Di sicuro però sarebbe stato utile che qualcuno
si fosse preoccupato di ridurre l’asimmetria informativa
tra risparmiatore ed emittente dei titoli. Bisogna anche
dire che se l’informatore è interessato
solamente alla commissione che può ricavare dall’emissione
di quei titoli, se ne guarderà bene dall’informare
il risparmiatore, cercando di piazzarne il più
possibile.
Qual è stato l’effetto di tutto questo?
I nostri risparmiatori, scottati dalle cattive esperienze,
sono tornati a mettere i soldi sotto il materasso: il
risparmio non è diminuito, ma si è congelato.

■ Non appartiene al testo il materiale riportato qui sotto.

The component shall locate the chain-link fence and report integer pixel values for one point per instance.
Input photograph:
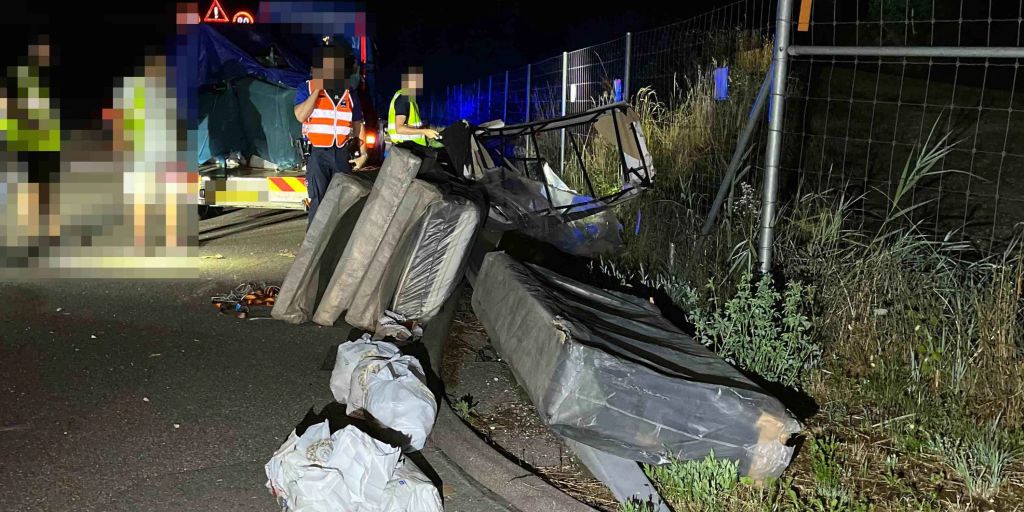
(871, 87)
(868, 86)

È qui che si sente la necessità di una
legge: al risparmiatore, in queste condizioni, non si
può non dare garanzia legislativa. Il rischio
che si corre, però, è di dare talmente
tante garanzie da ingolfare il meccanismo del mercato
anziché aiutarlo. La vicenda si muove tra questi
due poli e, come le facce di una medaglia, entrambi
i poli giocano una parte.
«Reset»: È possibile
e come trasferire sistemi di controllo simili a quelli
dei paesi menzionati in Italia?
Scaroni: Il problema è come trasferire
questi concetti nella nostra realtà, dove i fondi
pensione non ci sono o sono molto più piccoli
e l’opinione pubblica non è ancora così
attenta a questi temi. Una realtà italiana in
cui le aziende non sono quasi mai public companies e
spesso, anzi, o il Presidente o l’Amministratore
Delegato, o tutti e due, sono spesso gli azionisti di
riferimento e conseguentemente gestiscono tutti gli
strumenti di controllo che dovrebbero vigilare sul loro
operato.
Credo che l’ipotesi di un codice di comportamento
senza sanzioni in Italia non possa funzionare, che sia
necessario, quindi, procedere per forza di legge. In
Italia, dunque, mancano quei fattori di naturale bilanciamento
che permettono l’applicazione di un modello non
coercitivo come avviene in Gran Bretagna e negli Stati
Uniti.
Tutti i sistemi di governance anglosassoni sono stati
concepiti per le public companies. Trasferire pari pari
questi sistemi in Italia sarebbe come far indossare
un abito su misura a una persona del tutto diversa rispetto
a quella per la quale era stato tagliato. Nei paesi
anglosassoni, inoltre, anche nel caso in cui la proprietà
di un’azienda quotata è stabile e identificata
in una famiglia, al vertice non c’è quasi
mai identità tra il management e la proprietà:
il familismo aziendale è una caratteristica molto
italiana. Noi diamo quasi per scontato che gli eredi
dei fondatori non si limitino ad essere ricchi ma che
debbano anche avere le qualità per guidare l’azienda
di famiglia. Bisogna invece affermare la separazione
tra proprietà e management: guai se chi decide
e chi controlla è la stessa persona.
Naturalmente non si può impedire alla proprietà
di esprimersi ed è per questo che si può
tutelare il risparmio solamente a forza di autorità
e di legge, a rischio di perdere l’ingrediente
fondamentale nel funzionamento del buon capitalismo,
ovvero la fiducia. Se la fiducia viene meno si perde
la benzina del capitalismo: l’economia tende a
sgonfiarsi, il denaro non va a finanziare le aziende
sotto forma di capitali o prestiti, e si orienta verso
quei paesi o quelle aziende in cui il tasso di fiducia
è ancora alto.
Amato: Al fine di illustrare le questioni
si usa sempre presentarle in modo dilemmatico: o serve
la fiducia o servono le regole. Poi ci si accorge che
non tutte le questioni hanno una soluzione dilemmatica
e che ci sono casi in cui sono necessarie entrambe le
soluzioni: anche quando si usa quella banalissima espressione
«le due facce di una medaglia», una medaglia
non esisterebbe se non ci fossero le due facce. Siamo
in un contesto in cui sono necessari entrambi i profili:
e solo per evidenziare i pregi ed i limiti di ciascuno,
è retoricamente utile presentarli in modo dilemmatico.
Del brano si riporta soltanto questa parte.